Outcomes of Second-Run Extracorporeal Life Support in Children: A Single-Institution Experience

Cardiac Surgery Unit, Royal Children's Hospital, Department of Pediatrics, University of Melbourne, Melbourne, Victoria, Australia.
The Annals of thoracic surgery (Impact Factor: 3.85). 09/2011; 92(3):993-6. DOI: 10.1016/j.athoracsur.2011.04.007
Source: PubMed


After weaning from mechanical circulatory support with extracorporeal membrane oxygenation or ventricular assist devices, patients may recurrently deteriorate and require reinstitution of support. Potential benefits of this desperate strategy are not well documented.

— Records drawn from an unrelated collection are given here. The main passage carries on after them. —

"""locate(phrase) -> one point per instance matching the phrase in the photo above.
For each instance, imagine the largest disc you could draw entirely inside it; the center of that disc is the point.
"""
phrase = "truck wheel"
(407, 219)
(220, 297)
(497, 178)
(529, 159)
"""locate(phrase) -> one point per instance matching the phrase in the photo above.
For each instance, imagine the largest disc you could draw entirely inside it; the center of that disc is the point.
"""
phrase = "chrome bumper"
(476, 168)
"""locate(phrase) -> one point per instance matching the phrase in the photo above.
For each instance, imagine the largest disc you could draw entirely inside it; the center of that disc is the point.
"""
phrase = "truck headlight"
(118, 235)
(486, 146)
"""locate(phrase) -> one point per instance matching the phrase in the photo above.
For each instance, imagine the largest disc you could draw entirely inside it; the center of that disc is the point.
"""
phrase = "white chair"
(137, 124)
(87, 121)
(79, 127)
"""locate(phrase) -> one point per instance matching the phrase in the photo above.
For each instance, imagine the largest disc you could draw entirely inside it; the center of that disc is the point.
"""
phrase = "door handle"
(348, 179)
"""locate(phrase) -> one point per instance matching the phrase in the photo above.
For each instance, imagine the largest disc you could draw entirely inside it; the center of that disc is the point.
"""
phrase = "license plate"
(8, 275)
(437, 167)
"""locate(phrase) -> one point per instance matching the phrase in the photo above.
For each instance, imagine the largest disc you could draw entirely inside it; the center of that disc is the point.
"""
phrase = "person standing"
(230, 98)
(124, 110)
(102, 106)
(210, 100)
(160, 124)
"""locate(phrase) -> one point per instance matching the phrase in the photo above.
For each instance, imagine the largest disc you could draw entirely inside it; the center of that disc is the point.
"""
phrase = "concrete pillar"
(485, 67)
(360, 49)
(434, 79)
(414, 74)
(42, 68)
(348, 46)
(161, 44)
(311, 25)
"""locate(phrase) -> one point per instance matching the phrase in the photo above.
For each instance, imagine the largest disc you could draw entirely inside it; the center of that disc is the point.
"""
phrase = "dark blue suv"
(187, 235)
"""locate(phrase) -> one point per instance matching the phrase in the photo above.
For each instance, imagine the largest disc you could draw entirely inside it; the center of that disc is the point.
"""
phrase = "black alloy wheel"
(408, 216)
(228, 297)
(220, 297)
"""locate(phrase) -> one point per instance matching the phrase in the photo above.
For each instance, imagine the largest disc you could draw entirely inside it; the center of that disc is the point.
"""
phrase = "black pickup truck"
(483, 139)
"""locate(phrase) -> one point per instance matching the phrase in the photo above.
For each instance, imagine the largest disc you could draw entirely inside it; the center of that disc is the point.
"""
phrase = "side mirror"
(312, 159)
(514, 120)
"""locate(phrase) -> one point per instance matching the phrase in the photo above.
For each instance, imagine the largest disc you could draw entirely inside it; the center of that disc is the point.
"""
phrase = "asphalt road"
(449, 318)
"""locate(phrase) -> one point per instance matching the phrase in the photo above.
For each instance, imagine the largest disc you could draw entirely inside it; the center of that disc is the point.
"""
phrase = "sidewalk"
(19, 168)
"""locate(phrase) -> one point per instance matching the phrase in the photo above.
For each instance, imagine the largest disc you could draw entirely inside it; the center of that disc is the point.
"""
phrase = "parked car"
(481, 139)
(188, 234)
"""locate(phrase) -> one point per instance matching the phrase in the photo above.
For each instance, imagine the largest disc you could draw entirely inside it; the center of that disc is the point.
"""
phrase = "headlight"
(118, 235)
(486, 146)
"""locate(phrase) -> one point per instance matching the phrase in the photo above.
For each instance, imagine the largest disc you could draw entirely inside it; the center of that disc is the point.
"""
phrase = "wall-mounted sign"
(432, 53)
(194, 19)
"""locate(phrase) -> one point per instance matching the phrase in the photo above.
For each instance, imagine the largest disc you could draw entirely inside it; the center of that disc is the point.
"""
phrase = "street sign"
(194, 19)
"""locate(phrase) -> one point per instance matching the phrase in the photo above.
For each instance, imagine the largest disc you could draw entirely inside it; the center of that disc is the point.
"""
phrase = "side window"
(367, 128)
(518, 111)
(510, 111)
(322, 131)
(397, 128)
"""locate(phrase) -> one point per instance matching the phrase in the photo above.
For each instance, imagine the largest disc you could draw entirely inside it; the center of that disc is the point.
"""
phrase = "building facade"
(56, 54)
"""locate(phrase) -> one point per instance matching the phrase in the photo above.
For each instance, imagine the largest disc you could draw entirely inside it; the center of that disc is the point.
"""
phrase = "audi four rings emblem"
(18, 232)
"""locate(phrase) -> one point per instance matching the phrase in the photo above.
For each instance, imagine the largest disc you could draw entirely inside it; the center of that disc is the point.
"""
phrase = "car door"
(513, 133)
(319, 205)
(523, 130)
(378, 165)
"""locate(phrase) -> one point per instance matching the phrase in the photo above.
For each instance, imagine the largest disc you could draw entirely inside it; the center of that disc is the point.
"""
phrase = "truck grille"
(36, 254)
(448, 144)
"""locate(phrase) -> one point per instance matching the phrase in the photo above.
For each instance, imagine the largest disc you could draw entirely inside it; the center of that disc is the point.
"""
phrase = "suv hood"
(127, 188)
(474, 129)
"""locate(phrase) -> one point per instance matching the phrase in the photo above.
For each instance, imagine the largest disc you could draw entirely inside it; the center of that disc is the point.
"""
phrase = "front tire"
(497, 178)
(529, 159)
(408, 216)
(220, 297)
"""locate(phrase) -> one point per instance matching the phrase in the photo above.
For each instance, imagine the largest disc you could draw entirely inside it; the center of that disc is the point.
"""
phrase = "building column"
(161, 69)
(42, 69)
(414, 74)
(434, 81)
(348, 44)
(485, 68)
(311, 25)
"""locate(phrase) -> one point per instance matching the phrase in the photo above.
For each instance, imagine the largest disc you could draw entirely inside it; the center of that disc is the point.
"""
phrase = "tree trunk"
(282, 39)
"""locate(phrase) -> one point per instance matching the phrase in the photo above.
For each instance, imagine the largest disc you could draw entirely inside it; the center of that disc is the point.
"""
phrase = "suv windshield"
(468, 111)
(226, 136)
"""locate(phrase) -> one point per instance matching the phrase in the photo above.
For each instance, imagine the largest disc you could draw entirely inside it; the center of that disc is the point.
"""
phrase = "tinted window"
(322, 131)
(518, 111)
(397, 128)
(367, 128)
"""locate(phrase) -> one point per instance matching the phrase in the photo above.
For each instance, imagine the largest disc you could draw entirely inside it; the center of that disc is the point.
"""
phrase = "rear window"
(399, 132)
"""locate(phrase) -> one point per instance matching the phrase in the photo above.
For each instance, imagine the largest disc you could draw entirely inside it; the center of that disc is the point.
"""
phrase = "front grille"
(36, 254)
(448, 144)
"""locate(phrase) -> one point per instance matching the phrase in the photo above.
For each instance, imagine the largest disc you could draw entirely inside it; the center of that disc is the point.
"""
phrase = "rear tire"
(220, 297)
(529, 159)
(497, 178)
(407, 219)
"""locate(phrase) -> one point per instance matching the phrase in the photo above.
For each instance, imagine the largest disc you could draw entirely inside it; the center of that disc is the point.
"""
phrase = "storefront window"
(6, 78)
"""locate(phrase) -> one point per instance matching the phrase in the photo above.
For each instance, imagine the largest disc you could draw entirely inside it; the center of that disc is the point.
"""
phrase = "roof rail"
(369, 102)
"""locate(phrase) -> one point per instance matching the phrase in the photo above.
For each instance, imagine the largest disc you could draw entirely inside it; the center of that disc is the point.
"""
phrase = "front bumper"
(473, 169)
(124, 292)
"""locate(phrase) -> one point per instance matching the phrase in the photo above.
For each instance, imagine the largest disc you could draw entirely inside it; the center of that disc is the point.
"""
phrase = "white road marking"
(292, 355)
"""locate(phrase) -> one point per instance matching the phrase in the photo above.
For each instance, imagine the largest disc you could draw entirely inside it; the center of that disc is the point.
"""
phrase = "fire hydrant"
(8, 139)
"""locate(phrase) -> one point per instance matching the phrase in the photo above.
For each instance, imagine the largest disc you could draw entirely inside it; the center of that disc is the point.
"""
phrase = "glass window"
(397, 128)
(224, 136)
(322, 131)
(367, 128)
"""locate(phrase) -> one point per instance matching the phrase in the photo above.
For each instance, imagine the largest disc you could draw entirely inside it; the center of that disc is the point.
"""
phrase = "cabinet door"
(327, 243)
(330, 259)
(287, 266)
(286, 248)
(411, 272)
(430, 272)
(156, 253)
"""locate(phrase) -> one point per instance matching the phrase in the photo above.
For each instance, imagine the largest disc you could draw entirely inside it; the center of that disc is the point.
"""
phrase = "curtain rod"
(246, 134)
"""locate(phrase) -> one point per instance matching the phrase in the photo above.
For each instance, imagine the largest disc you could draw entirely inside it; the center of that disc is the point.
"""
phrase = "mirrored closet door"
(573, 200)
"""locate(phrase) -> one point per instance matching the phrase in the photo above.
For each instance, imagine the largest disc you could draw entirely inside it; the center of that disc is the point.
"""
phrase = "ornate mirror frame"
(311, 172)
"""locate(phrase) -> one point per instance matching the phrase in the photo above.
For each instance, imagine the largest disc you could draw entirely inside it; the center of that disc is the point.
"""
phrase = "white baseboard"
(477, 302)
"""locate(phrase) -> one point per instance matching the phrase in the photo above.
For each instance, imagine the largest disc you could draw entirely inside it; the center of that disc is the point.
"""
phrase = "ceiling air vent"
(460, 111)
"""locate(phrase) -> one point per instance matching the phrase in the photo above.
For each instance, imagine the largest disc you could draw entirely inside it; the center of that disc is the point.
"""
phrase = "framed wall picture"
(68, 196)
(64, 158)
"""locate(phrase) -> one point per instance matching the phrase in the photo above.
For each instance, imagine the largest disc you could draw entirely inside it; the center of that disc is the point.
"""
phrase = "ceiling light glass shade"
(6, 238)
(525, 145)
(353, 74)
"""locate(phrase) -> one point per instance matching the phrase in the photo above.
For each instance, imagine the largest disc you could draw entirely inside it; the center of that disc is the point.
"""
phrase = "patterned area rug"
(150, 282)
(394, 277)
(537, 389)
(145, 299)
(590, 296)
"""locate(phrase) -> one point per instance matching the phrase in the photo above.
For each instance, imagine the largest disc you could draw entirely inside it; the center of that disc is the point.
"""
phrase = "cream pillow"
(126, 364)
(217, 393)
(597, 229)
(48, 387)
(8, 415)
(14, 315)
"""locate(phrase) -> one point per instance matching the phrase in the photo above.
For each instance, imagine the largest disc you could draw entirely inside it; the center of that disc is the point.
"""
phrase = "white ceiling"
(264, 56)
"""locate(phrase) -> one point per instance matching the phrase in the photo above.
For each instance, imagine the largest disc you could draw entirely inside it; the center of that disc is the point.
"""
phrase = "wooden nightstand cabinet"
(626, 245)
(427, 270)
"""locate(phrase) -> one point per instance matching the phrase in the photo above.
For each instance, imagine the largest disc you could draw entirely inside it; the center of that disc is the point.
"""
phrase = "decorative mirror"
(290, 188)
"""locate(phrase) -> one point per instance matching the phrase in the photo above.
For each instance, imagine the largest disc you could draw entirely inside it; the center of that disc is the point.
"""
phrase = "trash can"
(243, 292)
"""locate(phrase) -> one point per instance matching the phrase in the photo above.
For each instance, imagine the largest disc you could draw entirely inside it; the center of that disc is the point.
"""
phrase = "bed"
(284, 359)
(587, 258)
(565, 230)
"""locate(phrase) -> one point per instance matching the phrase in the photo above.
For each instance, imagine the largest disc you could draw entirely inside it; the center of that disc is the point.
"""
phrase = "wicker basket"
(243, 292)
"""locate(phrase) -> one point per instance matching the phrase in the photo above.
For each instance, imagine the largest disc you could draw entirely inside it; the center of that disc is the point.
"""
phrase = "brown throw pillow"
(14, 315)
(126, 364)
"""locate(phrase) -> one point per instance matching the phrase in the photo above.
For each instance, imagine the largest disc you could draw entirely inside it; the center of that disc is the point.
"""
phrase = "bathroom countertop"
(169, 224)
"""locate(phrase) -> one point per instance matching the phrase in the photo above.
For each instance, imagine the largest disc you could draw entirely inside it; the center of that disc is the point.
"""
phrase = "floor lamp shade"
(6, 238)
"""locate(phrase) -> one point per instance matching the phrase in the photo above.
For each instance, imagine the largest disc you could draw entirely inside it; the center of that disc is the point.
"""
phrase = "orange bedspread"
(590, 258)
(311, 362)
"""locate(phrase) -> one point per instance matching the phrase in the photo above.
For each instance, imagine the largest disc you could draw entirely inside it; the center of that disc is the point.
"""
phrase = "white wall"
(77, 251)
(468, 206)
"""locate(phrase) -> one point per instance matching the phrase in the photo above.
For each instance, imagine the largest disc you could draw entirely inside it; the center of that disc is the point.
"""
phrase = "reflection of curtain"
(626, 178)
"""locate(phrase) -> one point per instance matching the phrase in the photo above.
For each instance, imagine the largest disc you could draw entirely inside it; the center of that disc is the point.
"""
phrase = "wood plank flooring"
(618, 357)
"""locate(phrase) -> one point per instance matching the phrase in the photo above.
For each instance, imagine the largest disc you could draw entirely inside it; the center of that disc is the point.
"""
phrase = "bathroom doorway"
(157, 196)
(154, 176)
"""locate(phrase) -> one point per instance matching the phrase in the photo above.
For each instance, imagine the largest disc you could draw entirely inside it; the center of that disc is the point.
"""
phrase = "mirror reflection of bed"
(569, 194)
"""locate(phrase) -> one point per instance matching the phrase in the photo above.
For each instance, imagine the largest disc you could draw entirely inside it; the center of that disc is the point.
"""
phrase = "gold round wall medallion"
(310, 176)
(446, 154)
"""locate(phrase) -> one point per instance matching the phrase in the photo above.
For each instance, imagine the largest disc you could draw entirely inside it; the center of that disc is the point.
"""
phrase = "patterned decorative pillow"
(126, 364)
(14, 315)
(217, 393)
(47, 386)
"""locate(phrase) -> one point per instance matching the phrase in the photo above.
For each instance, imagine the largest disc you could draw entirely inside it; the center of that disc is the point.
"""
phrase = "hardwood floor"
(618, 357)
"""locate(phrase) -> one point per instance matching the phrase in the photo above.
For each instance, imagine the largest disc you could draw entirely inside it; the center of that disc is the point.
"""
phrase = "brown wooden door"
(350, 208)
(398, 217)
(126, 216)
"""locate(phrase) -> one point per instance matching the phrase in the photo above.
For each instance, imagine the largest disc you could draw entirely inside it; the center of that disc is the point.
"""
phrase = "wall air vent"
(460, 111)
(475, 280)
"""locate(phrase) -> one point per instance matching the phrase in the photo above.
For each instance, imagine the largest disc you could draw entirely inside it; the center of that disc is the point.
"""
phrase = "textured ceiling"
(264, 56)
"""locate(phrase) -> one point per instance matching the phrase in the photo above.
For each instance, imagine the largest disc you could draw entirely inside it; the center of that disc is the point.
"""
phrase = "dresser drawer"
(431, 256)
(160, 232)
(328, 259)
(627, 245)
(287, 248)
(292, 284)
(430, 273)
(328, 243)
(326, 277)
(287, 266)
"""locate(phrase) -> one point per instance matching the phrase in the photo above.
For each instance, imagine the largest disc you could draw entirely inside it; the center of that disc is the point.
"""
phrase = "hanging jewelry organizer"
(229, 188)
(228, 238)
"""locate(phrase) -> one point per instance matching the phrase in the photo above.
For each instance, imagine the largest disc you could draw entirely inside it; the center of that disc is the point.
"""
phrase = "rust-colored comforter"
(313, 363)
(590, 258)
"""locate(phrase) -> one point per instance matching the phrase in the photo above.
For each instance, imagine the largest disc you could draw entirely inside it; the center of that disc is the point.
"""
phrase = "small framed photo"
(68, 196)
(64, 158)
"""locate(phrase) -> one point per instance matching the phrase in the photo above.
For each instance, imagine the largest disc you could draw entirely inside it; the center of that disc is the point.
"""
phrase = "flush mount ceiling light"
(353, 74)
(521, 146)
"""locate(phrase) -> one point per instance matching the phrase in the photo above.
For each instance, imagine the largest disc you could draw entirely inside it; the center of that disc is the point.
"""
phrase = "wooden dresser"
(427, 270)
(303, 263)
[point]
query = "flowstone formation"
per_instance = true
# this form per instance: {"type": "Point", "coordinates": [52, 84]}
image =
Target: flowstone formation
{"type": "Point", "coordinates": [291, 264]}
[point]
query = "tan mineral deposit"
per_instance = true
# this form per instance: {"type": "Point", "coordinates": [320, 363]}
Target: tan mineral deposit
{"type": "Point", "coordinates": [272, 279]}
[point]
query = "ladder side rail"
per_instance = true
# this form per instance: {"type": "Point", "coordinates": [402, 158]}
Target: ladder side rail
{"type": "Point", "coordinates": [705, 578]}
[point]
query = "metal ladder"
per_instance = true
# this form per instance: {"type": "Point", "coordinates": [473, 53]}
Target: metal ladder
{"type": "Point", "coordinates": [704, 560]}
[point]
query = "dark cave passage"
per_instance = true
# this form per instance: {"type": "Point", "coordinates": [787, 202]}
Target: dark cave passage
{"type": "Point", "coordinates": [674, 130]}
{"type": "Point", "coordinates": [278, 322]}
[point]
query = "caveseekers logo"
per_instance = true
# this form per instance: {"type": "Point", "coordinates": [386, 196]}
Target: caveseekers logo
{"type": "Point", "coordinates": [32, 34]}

We reviewed the hospital records of all patients in whom second-run mechanical circulatory support was instituted from May 1988 to August 2010.
Second-run support was instigated in 26 (4.6%) of 567 patients who underwent short-term mechanical circulatory support. Underlying pathologies requiring support were cardiac in 20 patients (76.9%) and noncardiac in 6 patients (23.1%).The majority of patients were younger than 1 year old (73.1%, n=19). Fifteen patients (57.7%) survived second-run support, but only 7 patients (26.9%) survived to discharge from the hospital. After a median follow-up of 42.5 months (range, 16 to 66 months), 4 patients (15.4%) were alive, but 3 of them had various degrees of developmental delay.
Selection of patients who can benefit from second-run support is a complex process with unpredictable results. Survival after second-run mechanical circulatory support in children is worse compared with single-run patients. Long-term prospects for survivors are so grim that this strategy should probably not be recommended.